Now, I don't know what his motives are. It appears from my current perspective that Catherine Ashton may have been underestimated by those who may have perceived her job as a sinecure. Catherine Ashton has been given much credit for helping to achieve at least an interim international agreement with Iran over its nuclear development. That was a goal that had been elusive to Dr. Solana during his tenure which started with his representation of virtually the rest of the world to Iran which was announced by President George W. Bush on the rather auspicious date of June 6, 2006.

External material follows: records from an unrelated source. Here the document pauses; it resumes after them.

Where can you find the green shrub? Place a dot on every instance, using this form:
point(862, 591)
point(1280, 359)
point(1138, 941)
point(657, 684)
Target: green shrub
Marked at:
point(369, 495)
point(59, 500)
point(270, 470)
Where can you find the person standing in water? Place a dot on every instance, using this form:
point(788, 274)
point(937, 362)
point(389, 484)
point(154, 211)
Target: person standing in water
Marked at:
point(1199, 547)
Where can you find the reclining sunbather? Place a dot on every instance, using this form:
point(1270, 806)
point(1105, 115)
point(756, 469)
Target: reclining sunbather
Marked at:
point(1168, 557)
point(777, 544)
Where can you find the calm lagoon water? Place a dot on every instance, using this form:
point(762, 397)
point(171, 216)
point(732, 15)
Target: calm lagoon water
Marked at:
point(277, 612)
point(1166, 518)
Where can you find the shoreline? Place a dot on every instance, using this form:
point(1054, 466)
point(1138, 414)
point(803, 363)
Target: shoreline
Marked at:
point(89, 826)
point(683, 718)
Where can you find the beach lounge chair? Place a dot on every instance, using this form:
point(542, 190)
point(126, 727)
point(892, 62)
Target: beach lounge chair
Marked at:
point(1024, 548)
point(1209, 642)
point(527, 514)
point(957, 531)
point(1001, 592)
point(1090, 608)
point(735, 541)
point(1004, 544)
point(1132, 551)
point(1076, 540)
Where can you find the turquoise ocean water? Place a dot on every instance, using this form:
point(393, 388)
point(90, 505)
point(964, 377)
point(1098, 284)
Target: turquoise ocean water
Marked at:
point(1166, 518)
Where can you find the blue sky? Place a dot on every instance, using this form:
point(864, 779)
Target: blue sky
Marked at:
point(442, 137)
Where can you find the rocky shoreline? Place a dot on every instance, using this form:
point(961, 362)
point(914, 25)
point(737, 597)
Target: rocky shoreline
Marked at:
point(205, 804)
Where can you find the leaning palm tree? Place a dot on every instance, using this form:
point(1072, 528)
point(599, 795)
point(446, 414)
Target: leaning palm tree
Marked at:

Catherine Ashton, it has been reported, has gone from "zero to hero." When she entered her job, it was not expected by her critics that she would long survive in the position. She retorted to them, "I'm a stayer, not a quitter." This past April Javier Solana was recently on a panel with the Brookings Institution relative to the Iranian nuclear crisis. He had lots of explanations as to why it fell through and expressed pessimism as to the efficacy of future negotiations with the Iranian foreign minister Jalili. Apparently Catherine Ashton had her successes with him and his successor. Many many former Solana aides (e.g. Robert Cooper) and applauders (e.g. the London Financial Times) have decided that now it appears that Catherine Ashton deserves the credit she was formerly and long denied.
I suspected that the "High Representative" position with the very high salary and combined military and foreign policy powers had been created for the benefit of Javier Solana who was expected to be the super-powerful European Union Foreign Minister prior to the referendum failures. Only after Solana announced he would retire and not seek the post did Ireland finally reluctant approve the Treaty. That was in 2009. Now 2014 is nigh and that will be the last year of Catherine Ashton's 5 year term. Does Javier Solana perhaps still want the job that had initially been created for him? Others who have aspired to jobs Mr. Solana wanted eventually went down to relative political obscurity. Witness Tony Blair and Joschka Fischer.
How will all of this sort out? I don't know, but watching it is sure fascinating.